Encouraged by the success of the event the organisers decided to hold the documenta once every four or five years. Art lovers came to Kassel in their droves and the documenta soon began tackling social issues of the day as well.
Theme of the 1964 event was the world of consumerism, 1972 saw politics play a key role. In 1977 paintings and sculpture were joined by film, photographs and video.
The documenta truly left its mark on the town in 1982 when Germany's Joseph Beuys had 7,000 oak trees planted in Kassel in a symbolic act of afforestation. The documenta courted controversy in 1992 by declaring a shed containing a portable toilet to be a work of art.
As the documenta grew in stature so did many of the artists who exhibited at the show. The works of Beuys were on show at five different documenta events and without the forum in Kassel he would probably never have become such a potently symbolic figure of modern art.
"The Museum for 100 Days", as it became known, helped artists gain recognition but did not always boost their market value. Adding spice to the proceedings down the years has been the ritual selection of the documenta artistic director - a sometimes unexpected choice that has always generated great interest even outside the art world.

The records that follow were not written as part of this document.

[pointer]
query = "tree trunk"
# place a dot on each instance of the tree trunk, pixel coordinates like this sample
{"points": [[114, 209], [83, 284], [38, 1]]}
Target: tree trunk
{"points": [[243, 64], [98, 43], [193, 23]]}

For many years the documenta was accused of being pro-Western and some critics saw it as an instrument of Cold War politics. It was not until 1977 that artists from what was then still communist East Germany were allowed to take part - several western contributers removed their works in protest.
In 1997 globalisation was the theme and in 2002 the first non- European artistic director, Nigerian-born Okwui Enwezor, devoted the documenta to the situation in the Third World in the wake of colonialism. More than 650,000 people came to see the show but it was criticised in some quarters as being too politically correct.
For the rather humdrum town of Kassel, which lost much of its regional significance after the postwar division of Germany, the documenta has proved to be much more than just a moneyspinner.
Kassel has earned itself place on the global art map alongside Paris, New York or Duesseldorf even though the townsfolk remained ambivalent about the big event for many years.
In the initial postwar period many local burghers simply could not understand why so much taxpayers's money was being spent on showing "obscure" art. These days Kassel is proud of its artistic heritage and uses its status as the home of the documenta to attract visitors the whole year round.
The townspeople seem genuinely proud of their art show even when they are standing in front of the exhibits scratching their heads in astonishment.
The passing of 50 years will be marked in Kassel with a jubilee exhibition featuring 65 of the 2,000 or so artists who have so far taken part in the event. Among those names who have offered to loan works for the show from September 1 to November 20 this year are such luminaries as Wilhelm Lehmbruck, Joseph Beuys, Richard Hamilton and Claes Oldenburg.
The jubilee show is not meant to be a purely nostalgic revue, say the organisers, but rather a wideranging exhibition which invites visitors to rediscover and reassess works of art past and present.